# Port of Teignmouth



## Steve Hodges (Feb 12, 2007)

Just back from a week's holiday in Shaldon, across the estuary of the River Teign from Teignmouth ( South Devon, UK ). I was surprised at the amount of shipping traffic into the port -seven cargo vessels in the week - but even more surprised at the size of some of them. Biggest was ARKLOW RAIDER at 4,530dwt ( photo in the gallery). It seems a very, very tight channel entrance, with a 90-degree turn just after the narrowest part and yacht moorings everywhere except the buoyed fairway, then the vessel has to be swung through 180 degrees to lie alongside the berths.

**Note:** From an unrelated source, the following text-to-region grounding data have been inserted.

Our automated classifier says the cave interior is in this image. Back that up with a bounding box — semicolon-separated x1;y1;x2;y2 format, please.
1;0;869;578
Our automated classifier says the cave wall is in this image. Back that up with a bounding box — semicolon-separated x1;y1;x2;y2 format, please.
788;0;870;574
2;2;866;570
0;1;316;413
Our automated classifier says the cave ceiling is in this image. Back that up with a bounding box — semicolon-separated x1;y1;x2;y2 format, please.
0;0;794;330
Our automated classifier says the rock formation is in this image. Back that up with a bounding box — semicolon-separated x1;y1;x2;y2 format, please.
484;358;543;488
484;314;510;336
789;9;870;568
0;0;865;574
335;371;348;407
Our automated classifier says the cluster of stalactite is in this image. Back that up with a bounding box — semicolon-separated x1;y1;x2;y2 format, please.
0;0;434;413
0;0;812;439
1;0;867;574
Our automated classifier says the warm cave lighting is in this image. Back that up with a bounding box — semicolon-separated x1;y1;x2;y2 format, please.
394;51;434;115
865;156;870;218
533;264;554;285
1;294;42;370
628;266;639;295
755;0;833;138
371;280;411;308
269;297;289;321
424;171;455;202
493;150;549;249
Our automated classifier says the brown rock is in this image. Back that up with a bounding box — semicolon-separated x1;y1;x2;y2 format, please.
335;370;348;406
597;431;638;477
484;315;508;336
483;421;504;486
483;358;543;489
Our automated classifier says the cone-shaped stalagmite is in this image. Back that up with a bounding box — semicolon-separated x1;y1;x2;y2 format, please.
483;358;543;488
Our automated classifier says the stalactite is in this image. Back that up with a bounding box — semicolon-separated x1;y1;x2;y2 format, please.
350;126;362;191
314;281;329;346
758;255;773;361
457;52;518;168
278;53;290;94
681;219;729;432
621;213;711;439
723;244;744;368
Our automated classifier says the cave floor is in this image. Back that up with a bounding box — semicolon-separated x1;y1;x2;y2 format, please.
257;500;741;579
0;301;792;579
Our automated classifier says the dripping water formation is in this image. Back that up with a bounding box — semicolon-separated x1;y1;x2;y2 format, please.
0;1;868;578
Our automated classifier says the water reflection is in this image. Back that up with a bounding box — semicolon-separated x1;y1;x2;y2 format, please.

The little scraper dredger seemed to be working every day at the edges of the channel.
Has anyone on the forum ever sailed in there on a cargo vessel? Is it really as tight as it looks? And can anyone tell me the biggest vessel that has ever berthed at Teignmouth?


----------



## Runrig (Apr 13, 2008)

*Teignmouth*

I've stopped posting generally but I'm happy to pm you the info if you wish.


----------



## AncientBrit (Oct 6, 2007)

Dagnammit! Dont tell me the CIA are after you as well?
AB


----------



## janathull (Aug 31, 2005)

Been to Teignmouth a few times including spending a christmas there (due to bad weather which closed the port). Usually went there on the 1000 ton class but did go there on the 3000 tonners a few times usually to load ball clay for Setsalino in Portugal.Cheers janthull


----------



## billyboy (Jul 6, 2005)

IO have seen people walk across (wade) the entrance at low water. Anything with deep draught would have to wait for the top of the tide.
The channel is very narrow at the entrance. how the pilots manage to turn them in the short space they have is great watch. Fair play the pilots they do a grand job.


----------